Nollekens, JOSEPH,

Chambers's Encyclopaedia, Volume 7: Maltebrun to Pearson

Nollekens, JOSEPH, was born in London, 11th August 1737, the son of a painter from Antwerp. Being placed in the studio of Scheemakers the sculptor, he made such progress that the Society of Arts repeatedly awarded him valuable prizes. In 1760 he settled in Rome. Garrick, whom he met there in the Vatican, immediately recognised his countryman as the young sculptor to whom the prizes had been awarded by the Society of Arts, sat to him for his bust, and paid him handsomely for it. He also executed in Rome a bust of Sterne in terra cotta, which added greatly to his reputation. After residing ten years in Rome he returned to London, where he set up his studio; and the reputation he had acquired in Rome was such that he immediately had full employment, and within a year after (in 1771) was elected an Associate of the Academy, and a Royal Academician the following year.

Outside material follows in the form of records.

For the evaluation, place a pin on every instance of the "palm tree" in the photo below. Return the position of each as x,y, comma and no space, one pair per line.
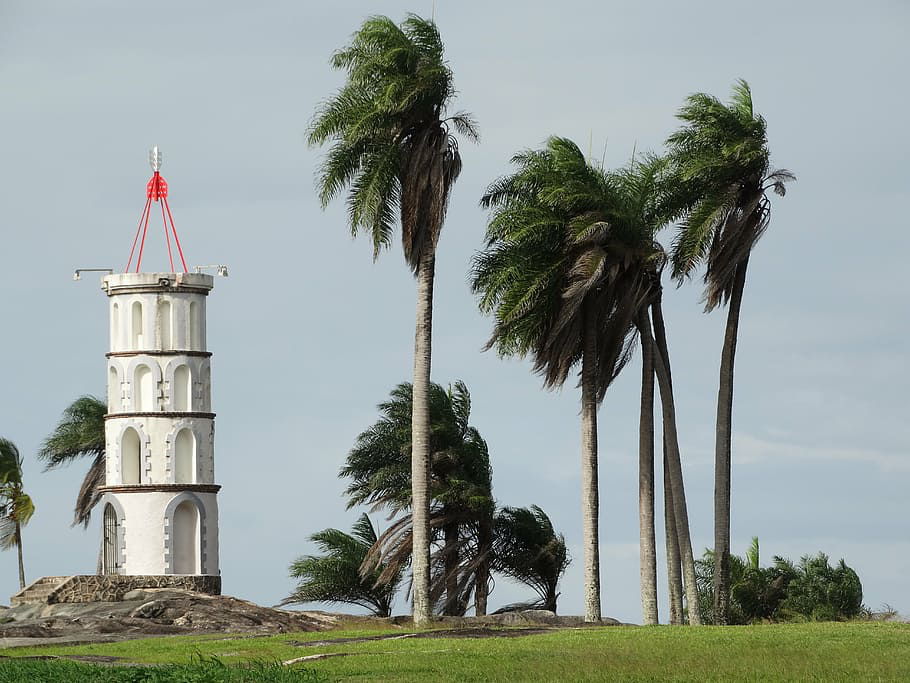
335,577
460,489
80,433
640,211
16,507
530,551
721,175
393,146
565,281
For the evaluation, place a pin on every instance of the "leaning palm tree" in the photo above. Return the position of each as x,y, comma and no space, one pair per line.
721,172
16,507
79,434
335,577
530,551
460,490
392,145
565,283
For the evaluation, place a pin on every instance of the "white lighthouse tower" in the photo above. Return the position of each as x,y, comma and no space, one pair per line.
160,496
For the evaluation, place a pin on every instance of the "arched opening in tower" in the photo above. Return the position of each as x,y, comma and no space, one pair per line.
185,539
185,458
130,457
111,557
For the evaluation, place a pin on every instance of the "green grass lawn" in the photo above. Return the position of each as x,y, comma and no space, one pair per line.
792,652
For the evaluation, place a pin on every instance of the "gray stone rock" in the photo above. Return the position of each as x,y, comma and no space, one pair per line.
149,610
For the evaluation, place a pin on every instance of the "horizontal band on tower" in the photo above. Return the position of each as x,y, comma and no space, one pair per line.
179,413
123,354
160,488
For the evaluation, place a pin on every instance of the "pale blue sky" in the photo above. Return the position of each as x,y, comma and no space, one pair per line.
308,334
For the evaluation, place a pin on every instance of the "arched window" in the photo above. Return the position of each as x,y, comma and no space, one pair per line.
115,327
185,458
193,333
130,469
111,538
207,388
182,396
185,539
144,389
113,390
136,325
164,325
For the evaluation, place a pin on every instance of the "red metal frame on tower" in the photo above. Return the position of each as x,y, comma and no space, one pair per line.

His forte was in modelling busts; and through them he has handed down the likenesses of most of the important personages who figured in Great Britain in the end of the 18th and at the commencement of the 19th century—of Samuel Johnson, who was his friend and frequent visitor, of Fox, Pitt, and other political characters. George III. also sat to him. Besides busts, Nollekens executed numerous commissions for public monuments and statues. He also executed a number of classical and mythological statues and groups. He died in London, 23d April 1823, leaving no children to inherit a fortune of £200,000. See Life by J. T. Smith (1828; new ed. by Gosse, 1895).